An acute shortage of homes for young workers and families has gripped England in recent years, with house prices continuing to spiral.
Contractors from the Home Office have been offering landlords five-year guarenteed full-rent deals to take over the management of properties.
The move is being made in an attempt to cut the £8million a day cost of housing migrants in hotels.
Dozens of hotels holding asylum seekers were due to shut by the end of last month.
Another 50 will close by spring amid growing concern from local residents.
There were around 50,000 asylum seekers in 400 taxpayer-funded hotels at the end of last year.
Properties from the private rental and social housing markets are being used to house more than 58,000 asylum seekers across England, Wales and Scotland.

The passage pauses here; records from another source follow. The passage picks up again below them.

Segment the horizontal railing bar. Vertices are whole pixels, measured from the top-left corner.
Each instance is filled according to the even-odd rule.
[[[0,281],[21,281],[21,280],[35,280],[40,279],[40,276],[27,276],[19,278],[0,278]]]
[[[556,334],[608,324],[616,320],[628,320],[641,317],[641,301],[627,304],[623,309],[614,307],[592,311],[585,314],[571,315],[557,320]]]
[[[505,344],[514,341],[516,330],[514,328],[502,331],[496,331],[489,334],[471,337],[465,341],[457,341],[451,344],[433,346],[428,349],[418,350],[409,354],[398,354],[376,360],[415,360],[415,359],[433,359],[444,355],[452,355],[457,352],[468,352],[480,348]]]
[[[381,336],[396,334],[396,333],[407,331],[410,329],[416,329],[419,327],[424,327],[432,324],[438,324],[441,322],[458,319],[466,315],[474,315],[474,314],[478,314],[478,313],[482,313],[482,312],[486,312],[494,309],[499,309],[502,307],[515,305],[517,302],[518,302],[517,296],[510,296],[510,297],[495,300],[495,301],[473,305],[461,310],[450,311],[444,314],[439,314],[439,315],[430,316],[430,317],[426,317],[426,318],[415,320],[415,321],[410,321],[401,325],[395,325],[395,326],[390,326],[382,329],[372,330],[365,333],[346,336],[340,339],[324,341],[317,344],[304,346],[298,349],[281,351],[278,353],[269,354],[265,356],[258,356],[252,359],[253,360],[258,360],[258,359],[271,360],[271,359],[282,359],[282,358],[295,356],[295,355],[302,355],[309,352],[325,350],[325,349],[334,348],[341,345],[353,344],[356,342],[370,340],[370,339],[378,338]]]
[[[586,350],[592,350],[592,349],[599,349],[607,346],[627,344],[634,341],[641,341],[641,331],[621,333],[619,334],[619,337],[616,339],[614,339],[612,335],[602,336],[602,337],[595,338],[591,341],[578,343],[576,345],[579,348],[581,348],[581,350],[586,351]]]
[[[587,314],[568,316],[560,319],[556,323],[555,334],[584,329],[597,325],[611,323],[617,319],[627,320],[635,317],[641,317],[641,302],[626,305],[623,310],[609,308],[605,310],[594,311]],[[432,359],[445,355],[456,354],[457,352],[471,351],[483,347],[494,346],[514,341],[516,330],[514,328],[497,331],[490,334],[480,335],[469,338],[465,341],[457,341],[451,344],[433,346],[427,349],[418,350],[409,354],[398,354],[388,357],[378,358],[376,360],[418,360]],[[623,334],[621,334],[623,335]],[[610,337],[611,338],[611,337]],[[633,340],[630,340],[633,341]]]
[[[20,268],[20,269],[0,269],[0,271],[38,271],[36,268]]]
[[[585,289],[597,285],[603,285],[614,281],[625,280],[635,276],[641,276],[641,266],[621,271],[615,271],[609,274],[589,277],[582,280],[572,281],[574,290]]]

The number in so-called “dispersed accommodation” has doubled compared to where it was a decade ago.
A Home Office insider told The Daily Telegraph: “The department’s strong preference is for dispersal accommodation because it is so much cheaper and much more discreet than hotels. That’s not to say it’s not unpopular.
“Some of the contractors are taking properties in pretty normal streets. You can buy yourself a £300,000 house and suddenly find your next-door neighbour is a house full of asylum seekers.

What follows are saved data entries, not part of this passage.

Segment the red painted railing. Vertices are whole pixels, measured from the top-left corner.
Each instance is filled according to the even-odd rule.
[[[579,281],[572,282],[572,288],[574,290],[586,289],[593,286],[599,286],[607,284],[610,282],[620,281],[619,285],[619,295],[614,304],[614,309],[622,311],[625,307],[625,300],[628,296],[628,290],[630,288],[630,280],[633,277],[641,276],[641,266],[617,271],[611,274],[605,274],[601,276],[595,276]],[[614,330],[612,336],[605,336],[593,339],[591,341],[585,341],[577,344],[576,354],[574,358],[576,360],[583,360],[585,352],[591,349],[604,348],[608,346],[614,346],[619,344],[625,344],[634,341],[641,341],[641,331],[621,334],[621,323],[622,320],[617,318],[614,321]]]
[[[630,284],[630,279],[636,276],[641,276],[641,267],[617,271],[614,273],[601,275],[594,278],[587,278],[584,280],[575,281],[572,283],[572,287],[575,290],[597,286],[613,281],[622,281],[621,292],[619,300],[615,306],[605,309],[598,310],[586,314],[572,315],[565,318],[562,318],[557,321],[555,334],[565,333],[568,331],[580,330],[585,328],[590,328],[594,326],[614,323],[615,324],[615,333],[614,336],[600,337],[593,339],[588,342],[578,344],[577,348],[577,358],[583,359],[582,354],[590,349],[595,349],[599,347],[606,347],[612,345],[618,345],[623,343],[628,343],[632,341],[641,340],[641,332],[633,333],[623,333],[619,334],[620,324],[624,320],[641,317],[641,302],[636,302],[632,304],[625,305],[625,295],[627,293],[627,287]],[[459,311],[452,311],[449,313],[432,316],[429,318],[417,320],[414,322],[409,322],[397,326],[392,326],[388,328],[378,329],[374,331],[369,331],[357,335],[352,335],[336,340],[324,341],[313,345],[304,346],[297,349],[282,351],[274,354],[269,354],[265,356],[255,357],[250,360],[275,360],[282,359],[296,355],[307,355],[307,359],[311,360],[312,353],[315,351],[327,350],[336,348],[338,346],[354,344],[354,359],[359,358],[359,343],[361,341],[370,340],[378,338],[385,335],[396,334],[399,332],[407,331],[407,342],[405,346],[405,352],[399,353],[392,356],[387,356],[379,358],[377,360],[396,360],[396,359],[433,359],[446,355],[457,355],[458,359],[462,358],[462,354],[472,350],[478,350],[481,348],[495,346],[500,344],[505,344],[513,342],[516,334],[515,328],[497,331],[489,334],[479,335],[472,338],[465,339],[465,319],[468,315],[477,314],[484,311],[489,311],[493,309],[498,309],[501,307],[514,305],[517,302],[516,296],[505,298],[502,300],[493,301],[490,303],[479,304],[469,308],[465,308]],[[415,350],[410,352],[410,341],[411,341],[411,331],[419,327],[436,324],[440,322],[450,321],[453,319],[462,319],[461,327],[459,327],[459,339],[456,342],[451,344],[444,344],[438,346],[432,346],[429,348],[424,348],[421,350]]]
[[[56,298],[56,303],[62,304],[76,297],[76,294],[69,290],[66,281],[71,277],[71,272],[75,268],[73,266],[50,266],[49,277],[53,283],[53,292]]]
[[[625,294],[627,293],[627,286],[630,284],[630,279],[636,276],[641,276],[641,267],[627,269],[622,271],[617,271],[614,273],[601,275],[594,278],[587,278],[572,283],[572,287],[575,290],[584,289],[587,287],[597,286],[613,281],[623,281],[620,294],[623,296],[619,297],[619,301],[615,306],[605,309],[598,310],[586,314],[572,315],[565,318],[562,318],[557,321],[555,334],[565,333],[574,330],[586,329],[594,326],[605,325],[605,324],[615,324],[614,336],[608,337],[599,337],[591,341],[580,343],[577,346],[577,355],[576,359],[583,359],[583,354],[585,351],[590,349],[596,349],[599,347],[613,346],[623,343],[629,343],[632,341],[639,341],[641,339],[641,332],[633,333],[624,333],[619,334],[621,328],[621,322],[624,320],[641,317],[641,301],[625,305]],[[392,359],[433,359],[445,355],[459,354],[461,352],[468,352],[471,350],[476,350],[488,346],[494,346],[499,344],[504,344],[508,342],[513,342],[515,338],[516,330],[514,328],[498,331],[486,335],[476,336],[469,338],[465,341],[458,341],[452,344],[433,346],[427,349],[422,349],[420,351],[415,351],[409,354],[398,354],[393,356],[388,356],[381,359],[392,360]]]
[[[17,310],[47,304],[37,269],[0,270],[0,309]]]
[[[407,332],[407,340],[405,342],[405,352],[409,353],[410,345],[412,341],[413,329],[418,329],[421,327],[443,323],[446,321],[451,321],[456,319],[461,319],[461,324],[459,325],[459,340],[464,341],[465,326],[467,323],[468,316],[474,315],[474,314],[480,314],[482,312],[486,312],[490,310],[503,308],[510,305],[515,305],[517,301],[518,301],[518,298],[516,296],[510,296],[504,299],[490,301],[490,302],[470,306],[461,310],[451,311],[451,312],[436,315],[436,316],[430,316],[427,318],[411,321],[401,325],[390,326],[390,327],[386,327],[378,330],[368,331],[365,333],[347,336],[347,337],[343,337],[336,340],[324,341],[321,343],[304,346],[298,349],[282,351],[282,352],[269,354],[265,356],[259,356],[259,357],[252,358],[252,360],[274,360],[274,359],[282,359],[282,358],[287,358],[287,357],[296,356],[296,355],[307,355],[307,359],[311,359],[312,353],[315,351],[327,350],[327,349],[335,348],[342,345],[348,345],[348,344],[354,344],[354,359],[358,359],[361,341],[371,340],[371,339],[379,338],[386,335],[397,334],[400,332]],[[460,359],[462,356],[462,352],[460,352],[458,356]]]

“It has also been very heavily clustered in places where property is cheap – Hull, Bradford and Teesside. It is potentially damaging to these places because it creates ghettos which are terrible for integration.”

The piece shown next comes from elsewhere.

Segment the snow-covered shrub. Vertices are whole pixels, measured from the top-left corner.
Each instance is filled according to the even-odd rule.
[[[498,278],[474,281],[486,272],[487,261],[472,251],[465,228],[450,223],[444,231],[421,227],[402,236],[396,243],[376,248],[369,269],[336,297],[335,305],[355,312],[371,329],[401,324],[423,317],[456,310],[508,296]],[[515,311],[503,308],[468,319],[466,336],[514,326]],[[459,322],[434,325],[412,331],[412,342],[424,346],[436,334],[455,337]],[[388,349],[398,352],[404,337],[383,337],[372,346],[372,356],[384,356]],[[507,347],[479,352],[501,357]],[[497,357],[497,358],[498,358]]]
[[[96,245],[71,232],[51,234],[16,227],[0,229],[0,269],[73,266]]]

Three contractors have been paid £4billion over 10 years to provide accommodation to asylum seekers.
As many as 30,000 homes may be needed to end the use of hotels as the Government can substantially reduce the 100,000 backlog in asylum claims, The Telegraph has claimed.
However, the report comes after 1.2 million people were registered on council housing waiting lists at the end of 2021/22.
A Home Office spokesman said: “We continue to work across government and with local authorities to identify a range of accommodation options to reduce the unacceptable use of hotels which cost £8 million a day.
"The government remains committed to engaging with local authorities and key stakeholders as part of this process.”
The spokesman was unable to disclose anymore information on the figures, instead adding: “We are working to procure sufficient dispersal accommodation to meet our statutory obligation.”